FIFA have named England and Germany as two of the many culprits that continue to portray South Africa in a negative light ahead of the World Cup.
The world governing body today released figures from their latest ticket-sales phase and initial numbers suggest that two out of three million tickets have been sold with less than five months to go before kick-off.
The third window period for sales ended last week with a total of 1,206,865 applications received from 192 countries - apart from the hosts, the highest demand has come from the USA (50,217), the UK (41,529) and Australia (15,523).
But the organisation's general secretary Jerome Valcke said: ‘It's sad that every morning you wake up and every morning there are articles from the world's football family saying that people should not fly to South Africa, that this is a dangerous country, that this is not good, that there is no way this person should fly to South Africa because it is a crazy country, that FIFA and (Sepp) Blatter made the wrong decision to host the World Cup in South Africa.

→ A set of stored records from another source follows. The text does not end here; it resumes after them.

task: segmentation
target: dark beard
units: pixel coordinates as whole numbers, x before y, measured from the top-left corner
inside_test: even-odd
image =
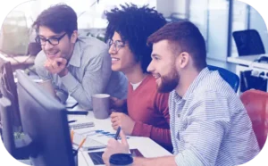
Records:
[[[173,69],[172,72],[167,76],[161,77],[161,84],[157,86],[160,93],[169,93],[176,88],[180,81],[180,76]]]

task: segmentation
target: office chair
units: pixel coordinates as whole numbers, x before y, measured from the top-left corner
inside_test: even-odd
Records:
[[[234,31],[232,36],[239,56],[265,54],[262,38],[255,29]]]
[[[268,138],[268,93],[261,90],[247,90],[240,99],[252,121],[259,147],[263,150]]]
[[[229,83],[229,85],[233,88],[233,90],[235,92],[238,91],[240,81],[238,75],[226,69],[217,66],[207,65],[207,68],[209,71],[218,71],[222,78]]]

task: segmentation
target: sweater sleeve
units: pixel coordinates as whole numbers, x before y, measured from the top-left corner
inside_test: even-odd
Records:
[[[163,118],[168,123],[168,126],[170,126],[168,98],[169,94],[157,93],[155,98],[155,107],[163,114]],[[152,125],[145,124],[141,121],[136,121],[132,131],[132,135],[150,137],[151,139],[158,143],[160,145],[165,147],[168,151],[172,152],[172,145],[170,128],[156,128]]]

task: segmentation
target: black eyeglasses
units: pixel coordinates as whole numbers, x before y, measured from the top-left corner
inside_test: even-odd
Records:
[[[118,52],[120,48],[124,47],[126,46],[121,40],[115,40],[113,42],[113,39],[109,39],[108,45],[109,45],[109,48],[111,48],[111,46],[113,46],[113,51],[116,51],[116,52]]]
[[[41,46],[45,46],[46,44],[46,41],[52,46],[56,46],[60,43],[60,40],[66,35],[67,33],[63,34],[61,37],[53,37],[51,38],[45,38],[40,36],[37,36],[36,42]]]

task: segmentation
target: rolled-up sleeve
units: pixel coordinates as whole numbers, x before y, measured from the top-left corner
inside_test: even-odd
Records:
[[[106,64],[111,61],[108,58],[110,57],[105,50],[90,59],[81,82],[70,72],[61,78],[70,95],[75,98],[81,107],[92,109],[91,95],[105,93],[112,73],[111,64]]]
[[[214,92],[206,93],[194,100],[189,109],[192,114],[178,133],[185,150],[176,155],[177,165],[215,165],[222,137],[230,126],[228,100]]]

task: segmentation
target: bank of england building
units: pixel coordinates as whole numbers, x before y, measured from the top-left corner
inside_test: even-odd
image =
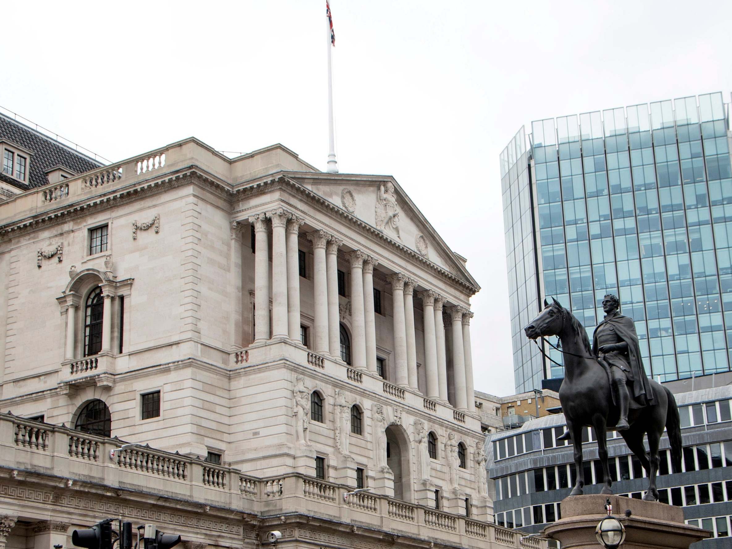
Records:
[[[6,116],[0,153],[0,546],[540,546],[492,523],[478,284],[393,178]]]

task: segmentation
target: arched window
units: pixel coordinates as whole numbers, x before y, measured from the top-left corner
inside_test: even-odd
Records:
[[[104,298],[102,288],[97,286],[86,298],[84,314],[84,356],[97,354],[102,350],[102,316]]]
[[[112,417],[104,401],[95,399],[88,402],[79,412],[74,428],[92,435],[111,436]]]
[[[323,397],[317,391],[310,394],[310,419],[323,422]]]
[[[343,324],[340,325],[340,358],[351,365],[351,339]]]
[[[354,435],[362,434],[361,411],[355,404],[351,407],[351,432]]]
[[[427,436],[427,451],[432,459],[437,459],[437,437],[432,431]]]

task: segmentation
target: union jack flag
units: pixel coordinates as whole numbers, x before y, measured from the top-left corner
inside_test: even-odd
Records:
[[[325,12],[328,15],[328,22],[330,23],[330,43],[335,45],[335,33],[333,32],[333,16],[330,14],[330,4],[328,0],[325,0]]]

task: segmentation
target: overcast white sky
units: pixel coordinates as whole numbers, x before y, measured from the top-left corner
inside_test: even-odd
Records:
[[[332,0],[341,172],[395,176],[482,287],[514,390],[498,154],[532,120],[732,90],[732,2]],[[12,2],[0,105],[120,160],[194,135],[325,169],[325,0]],[[11,55],[12,53],[12,55]]]

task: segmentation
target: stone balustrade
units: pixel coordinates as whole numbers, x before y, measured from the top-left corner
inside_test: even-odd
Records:
[[[0,414],[0,467],[15,468],[23,463],[27,471],[42,471],[44,479],[56,486],[70,481],[83,490],[85,482],[111,490],[124,488],[170,494],[182,501],[225,504],[253,513],[277,512],[291,508],[293,498],[302,498],[299,507],[324,516],[340,516],[348,507],[359,523],[382,528],[391,520],[396,529],[417,537],[448,542],[459,535],[463,547],[542,549],[545,540],[521,539],[515,531],[464,515],[438,511],[423,505],[401,501],[373,493],[352,493],[353,487],[289,473],[258,478],[232,467],[164,452],[149,447],[110,450],[123,443],[117,438],[91,435],[59,425]],[[70,459],[71,458],[71,459]],[[53,460],[65,467],[57,471]],[[66,461],[69,463],[67,464]],[[78,465],[75,465],[78,464]],[[48,471],[56,471],[57,478]],[[238,482],[237,482],[238,479]],[[450,542],[452,543],[452,542]]]
[[[69,373],[75,376],[78,373],[87,373],[97,370],[99,366],[99,359],[97,356],[88,356],[81,360],[75,360],[69,365]]]

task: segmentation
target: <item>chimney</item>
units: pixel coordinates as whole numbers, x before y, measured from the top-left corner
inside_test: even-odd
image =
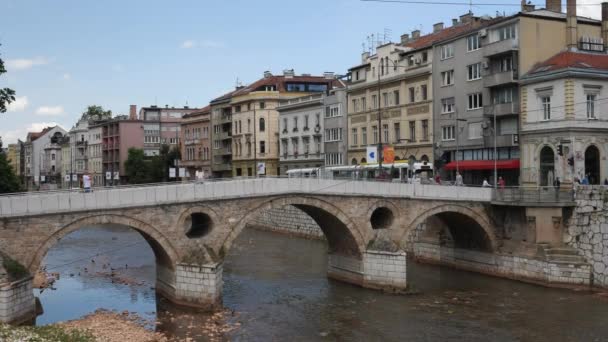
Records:
[[[576,30],[576,0],[567,0],[566,5],[566,47],[576,51],[578,33]]]
[[[443,30],[443,23],[437,23],[433,25],[433,33],[437,33],[441,30]]]
[[[361,64],[367,63],[367,59],[369,58],[369,52],[364,52],[361,54]]]
[[[460,22],[463,24],[466,24],[468,22],[470,22],[473,19],[473,13],[469,12],[467,14],[463,14],[460,16]]]
[[[602,2],[602,39],[604,49],[608,51],[608,2]]]
[[[137,120],[137,105],[130,105],[129,106],[129,119],[130,120]]]
[[[545,2],[545,7],[549,11],[562,13],[562,0],[547,0]]]

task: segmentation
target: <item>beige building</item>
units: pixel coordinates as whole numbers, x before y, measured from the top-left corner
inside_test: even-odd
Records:
[[[285,70],[281,76],[264,77],[232,93],[232,172],[234,177],[279,175],[279,112],[281,100],[327,92],[336,79],[296,76]]]
[[[439,31],[405,34],[349,69],[348,164],[367,163],[367,147],[379,143],[394,148],[395,160],[432,161],[432,44]]]

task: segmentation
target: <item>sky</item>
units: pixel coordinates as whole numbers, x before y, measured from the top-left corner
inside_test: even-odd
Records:
[[[518,0],[473,4],[484,2],[511,6],[473,5],[475,15],[519,9]],[[0,88],[17,92],[0,114],[0,137],[7,144],[48,125],[69,130],[89,105],[114,115],[130,104],[204,107],[266,70],[345,74],[360,63],[369,35],[386,31],[399,41],[468,10],[360,0],[0,0],[8,71]],[[578,12],[599,18],[601,11]]]

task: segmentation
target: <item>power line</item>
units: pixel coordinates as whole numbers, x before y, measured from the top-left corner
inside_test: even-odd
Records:
[[[419,4],[419,5],[455,5],[455,6],[517,6],[521,4],[494,2],[494,3],[473,3],[473,2],[448,2],[448,1],[415,1],[415,0],[360,0],[362,2],[384,2],[397,4]],[[544,6],[539,4],[527,4],[535,6]],[[600,6],[601,4],[576,4],[576,6]]]

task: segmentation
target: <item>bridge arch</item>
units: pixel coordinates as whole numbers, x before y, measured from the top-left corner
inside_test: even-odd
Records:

‘What we are asking is for fair treatment for South Africa, the same treatment that all the other World Cup countries got.
Asked to pinpoint which countries were largely responsible for the negative press, he added: ‘I would say mainly in Europe from Germany and England. These are the two countries.

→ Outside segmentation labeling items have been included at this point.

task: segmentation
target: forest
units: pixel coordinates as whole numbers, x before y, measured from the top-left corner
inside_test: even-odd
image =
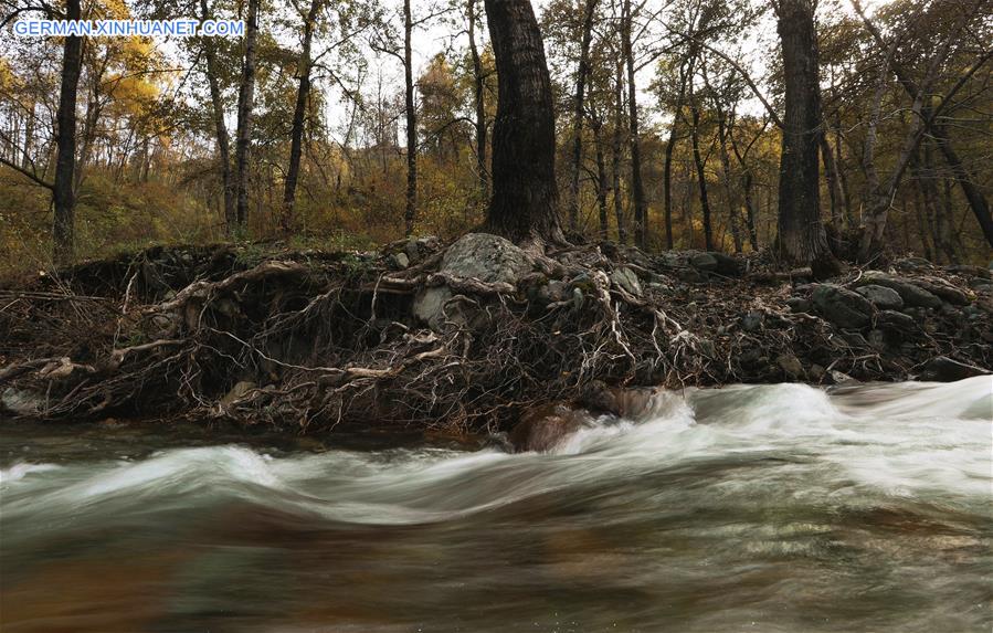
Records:
[[[3,4],[0,272],[155,244],[450,241],[486,218],[500,73],[478,0]],[[990,9],[538,2],[564,234],[985,264]],[[12,36],[32,14],[247,28]]]

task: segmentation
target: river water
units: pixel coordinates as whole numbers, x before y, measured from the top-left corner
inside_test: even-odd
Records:
[[[993,627],[993,381],[661,395],[548,454],[0,426],[0,630]]]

‘I have not seen so much from France, Italy or Spain or from Holland or any of the other countries that have qualified.
‘But again, these two countries are very big voices in the football family and that's why any time they are talking about the World Cup football, it's immediately in the headlines.
‘So there is no specific person, there are a lot of people who have been talking about South Africa and saying 'don't go to South Africa' so my comment is going to all of them and not specifically to one of them.’